Disparities in living standards between regions, for example consumption, are lower due to differences in housing and commuting costs. Disparities in living standards associated with poverty are principally intra-regional, not inter-regional. It’s a different kind of levelling up problem that needs different kinds of policy interventions.

So, issues such as wellbeing and crime, for example, while no less important than issues such as productivity or transport connectivity, are the outcomes of a productive economy rather than the drivers. We should be careful not to confuse the two.

Instead, we need to drill down the 12 missions and identify the main parts of the puzzle that will help us to achieve a truly levelled-up country. For example, unlocking infrastructure is one of the key components to accelerate the pace of change and bridge the regional divide.

The UK has so far under-invested in its infrastructure compared to other countries, but it’s improving access to regional cities that will really make a meaningful impact on levelling up. For me, it’s this message that the paper contains but fails to land.

But there’s hope.

Michael Gove has based his levelling up framework on the ‘Medici model’ of Renaissance Florence. The model is based on the idea that a region’s prosperity depends on the performance on their principal cities. What’s vital, then, is making those cities work.

Put simply, Florence, or Manchester, can only truly thrive if the towns around them help to make that happen and thereby reap benefits for themselves.

The solution to that is in pinpointing where the real disparities lie. For some time, that’s been attributed to our transport systems, which seems like the most sensible starting point.

That means not only addressing bus routes and replicating schemes like the West Midlands’ ‘Sprint’ project, but placing greater recognition on regional rail services, to really connect people to opportunity, enabling cities to thrive in-turn.

Here, the government has recently disappointed with its decision to limit Northern Powerhouse Rail development forever by not allowing a through station at Manchester Piccadilly. The other crucial area is skills, and again, recent government reforms have fallen short.

Making devolution work

And, of course, the enabler to making all of this happen is devolution. This is a concept that has long been debated in the regional battlefields, and it’s reassuring to see there’s a desire from Government to make that happen – and to push the idea even further.

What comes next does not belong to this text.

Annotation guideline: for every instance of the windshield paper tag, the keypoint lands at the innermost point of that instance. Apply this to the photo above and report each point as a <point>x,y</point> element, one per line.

The paper proposes nine new devolution deals, and the option of a devolution deal to any part of the country that wants one. The 2015 Cornwall devolution deal is evidence that this works, and it’s easy to see how that might be replicated by counties like Cumbria, but it’s harder to see how that might come to fruition in Lancashire and Cheshire where regional identity is weaker and the most productive parts have been hived off into city regions..

Playing the long game

There’s no denying there’s been some criticism of the Government’s long-term views and ‘lofty’ goal setting – each of the 12 missions ladders up to a 2030 deadline.

It may feel like it’s kicking the issue into the long grass, but the Government’s objectives are ambitious, and change isn’t going to happen overnight. In reality, we’ve only got nine years to get the job done.

What we do need is to ensure is we’re not taking on too much in one go.

Medium-term targets and short-term goals will be revealed in time and will help to keep us on track, but keeping laser focused on the drivers of inter-regional levelling up is what will ultimately help us to really shift the dial and thereby achieve the outcomes and benefits we all want.